Reinhart and Rogoff (left), best known for their epic financial history tome, “This Time is Different: Eight Centuries of Financial Folly,” wrote their article, “Five Years After Crisis, No Normal Recovery,” in response to a controversial Federal Reserve working paper. That paper argues that post-financial-crisis recoveries enjoy the same pace and strength of normal post-recession recoveries. The view of the Fed therefore would buoy those who, like Sinai, are making calls in real time that the economy is bouncing back.
But Reinhart and Rogoff, while expressing hopes for better times, advise that we dare not misconstrue history’s lessons. “It is mystifying that [the Fed economists] can make this claim almost five years after the subprime mortgage crisis erupted in the summer of 2007 and against a backdrop of an 8.3% unemployment rate (compared with 4.4% at the outset of the financial crisis),” the economic historians write.
They say the data show that the economy snaps back within a year or two after normal recessions and growth returns to trend.

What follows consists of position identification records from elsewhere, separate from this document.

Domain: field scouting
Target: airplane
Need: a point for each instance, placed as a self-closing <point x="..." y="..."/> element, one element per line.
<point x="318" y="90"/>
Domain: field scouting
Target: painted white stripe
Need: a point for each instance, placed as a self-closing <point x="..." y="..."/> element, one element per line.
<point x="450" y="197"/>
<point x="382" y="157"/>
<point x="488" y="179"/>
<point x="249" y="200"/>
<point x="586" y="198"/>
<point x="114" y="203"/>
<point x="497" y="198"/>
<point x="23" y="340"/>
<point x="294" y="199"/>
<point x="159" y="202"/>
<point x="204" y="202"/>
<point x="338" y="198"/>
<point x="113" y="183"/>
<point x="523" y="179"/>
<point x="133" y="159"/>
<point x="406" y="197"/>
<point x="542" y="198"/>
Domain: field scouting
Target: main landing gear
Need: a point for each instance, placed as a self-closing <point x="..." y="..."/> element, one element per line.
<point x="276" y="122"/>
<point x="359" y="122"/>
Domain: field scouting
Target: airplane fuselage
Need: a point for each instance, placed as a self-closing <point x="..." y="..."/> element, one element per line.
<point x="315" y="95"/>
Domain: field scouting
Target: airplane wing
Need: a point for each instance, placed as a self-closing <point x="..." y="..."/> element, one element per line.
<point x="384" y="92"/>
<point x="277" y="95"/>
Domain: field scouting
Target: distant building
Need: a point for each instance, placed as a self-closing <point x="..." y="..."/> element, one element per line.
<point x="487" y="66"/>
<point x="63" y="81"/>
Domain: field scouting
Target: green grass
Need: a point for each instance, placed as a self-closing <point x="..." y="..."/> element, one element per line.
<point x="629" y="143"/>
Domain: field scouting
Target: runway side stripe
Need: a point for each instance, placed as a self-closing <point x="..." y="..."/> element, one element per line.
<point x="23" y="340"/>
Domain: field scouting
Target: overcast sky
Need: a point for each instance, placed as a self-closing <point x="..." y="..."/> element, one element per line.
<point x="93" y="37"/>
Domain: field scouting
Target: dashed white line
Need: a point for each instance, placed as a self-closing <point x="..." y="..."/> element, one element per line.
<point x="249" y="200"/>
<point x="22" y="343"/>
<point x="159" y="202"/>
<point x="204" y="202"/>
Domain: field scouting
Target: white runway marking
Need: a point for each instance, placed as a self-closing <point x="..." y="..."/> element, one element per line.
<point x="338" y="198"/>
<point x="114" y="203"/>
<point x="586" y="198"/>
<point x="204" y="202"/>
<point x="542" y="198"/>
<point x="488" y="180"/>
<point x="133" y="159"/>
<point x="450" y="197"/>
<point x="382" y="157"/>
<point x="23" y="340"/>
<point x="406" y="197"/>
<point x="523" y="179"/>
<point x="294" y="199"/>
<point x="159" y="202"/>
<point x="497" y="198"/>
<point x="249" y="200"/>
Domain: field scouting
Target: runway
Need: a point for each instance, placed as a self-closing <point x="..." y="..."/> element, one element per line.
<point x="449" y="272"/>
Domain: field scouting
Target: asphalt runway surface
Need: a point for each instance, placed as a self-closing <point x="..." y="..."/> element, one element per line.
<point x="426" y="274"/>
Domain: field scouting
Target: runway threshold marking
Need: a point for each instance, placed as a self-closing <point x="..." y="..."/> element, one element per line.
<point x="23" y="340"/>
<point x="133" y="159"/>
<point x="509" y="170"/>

After systemic financial crises in the postwar period, however, economies have needed 4 1/2 years to reach pre-crisis levels of output.
What’s more, “in 10 of 15 severe post-WWII financial crises, unemployment didn’t return to pre-crisis levels even after a decade” and double-dip recessions occurred “in 7 of the 15 crises.”
In other words, a resumption of GDP growth, which they say is hard to establish in real time, is insufficient to establish recovery. “As we emphasized in our book, ‘This Time Is Different,’ it is essential to measure where an economy stands compared with pre-crisis levels of important variables such as output, unemployment and housing prices,” they wrote.